I'd say one-quarter of it is checking out other kids' clothes, and three-quarters is showing off your own. Your new sneaks, your labels. Talking prices. (9.4)
It probably hasn't escaped your notice that Crash is shallow. But what's interesting about this passage is the way he describes the other kids. It sounds like they're pretty shallow, too.
The sea chest is a trunk filled with stuff he picked up from all over the world. [...]
He held up a key. "I put it in storage."
"Aren't you bringing it with you?" I asked him.
He took out our school pictures, the ones with big frames. "This is the important stuff." He put them on the dresser. (20.17-20.20)
Wow. Scooter has a literal treasure chest, and his favorite thing is Crash's school pictures? That's grandfatherly love for you.
I wore my new shirt for the first time. My mother had taken the price tag off, but I saw a shirt just like it at the mall. It's worth about ten pan pizzas. (22.12)

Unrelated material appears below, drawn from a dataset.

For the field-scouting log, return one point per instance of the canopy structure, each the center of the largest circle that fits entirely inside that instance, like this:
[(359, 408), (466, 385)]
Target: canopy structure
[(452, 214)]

Crash tries to derive his self-worth from his expensive shirt, which is very misguided. Still, we love the idea of measuring your wealth in pizzas. Although, if you're into gourmet pizza, you may need to reverse that and measure the worth of your pizza in shirts.
I entertained myself by trying to picture what [Penn] might get for Christmas. Maybe a nice shirt form Second Time Around with only two holes in it. (32.17)
Okay, this is just rude. Secondhand clothes don't typically come with holes in them. In fact, they're usually in really good condition. Of course, Crash wouldn't know that since he refuses to even consider the idea of entering a thrift shop. Except that he does, accidentally, like two minutes after making this comment.
[…] For the first time in my life I had to be woken up on Christmas morning. (33.3-33.4)
Crash can't enjoy his presents because he's so upset about Scooter. There's a lesson here, even if Crash can't see it yet: happiness is about the people in your life, not the things that you have.
Mike got a Jetwater Uzi and a Walkman, which I didn't get. He got a TV, but my old one is bigger, 21 inches to 18 inches for him, plus he doesn't have Auto Sleep Off or Wake Up on his remote, like I do. He got three tapes to my two, but my two cost more than his three. (34.3)
Yikes. That's a lot of time spent comparing loot. How often do you think that Crash uses those fancy remote buttons, anyway? And can anyone really tell the difference between an 18-inch and a 21-inch TV? Maybe Crash shouldn't waste so much time making these meaningless distinctions.
I used my sneaker money to buy Mom a set of paints. She's going to start painting us all again. (49.7)
Well, well, well. Crash passes up an opportunity to get new kicks to support his mom's interest in art. You know, art, as in the stuff that artists make. Artists like Penn's parents, say.